Hello,

I have a largish (5.4G) file with a full-text index that I am using to reconcile names in a local dataset. I've been experimenting with splitting the file into many smaller index files to improve performance. I group the entries by initial character and create a new index file for each distinct initial character. Each smaller file then gets its own full-text index.

I've been following the approach outlined in the documentation for custom index structures. Using prof:track, I've noticed the following performance for different uses of ft:search.

(Here, $db refers to the 5.4G file, and $index refers to a smaller 159MB subindex.
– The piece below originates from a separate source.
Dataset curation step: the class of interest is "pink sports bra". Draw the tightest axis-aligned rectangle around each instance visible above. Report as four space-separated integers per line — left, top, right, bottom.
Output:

Times are averaged across 10 runs of 1000 iterations for each expression.)

1. Direct lookup against large index

Time: 23ms

Expression: ft:search($db, $text)/../..

2. Direct lookup against subindex

Time: 3.3ms

Expression: ft:search($index, $text)/../..

3. Lookup against subindex file with reference to large index

Time: 2.9ms

Expression:

let $s :=
ft:search($index, $text)/../..

return db:open-id($db, $s/id)/../..

My question is: why would the third expression be slightly faster (or at least not slower) than the second one, if it involves additional computation?

Thanks in advance,

Tim

--
Tim A. Thompson (he, him)
Librarian for Applied Metadata Research
Yale University Library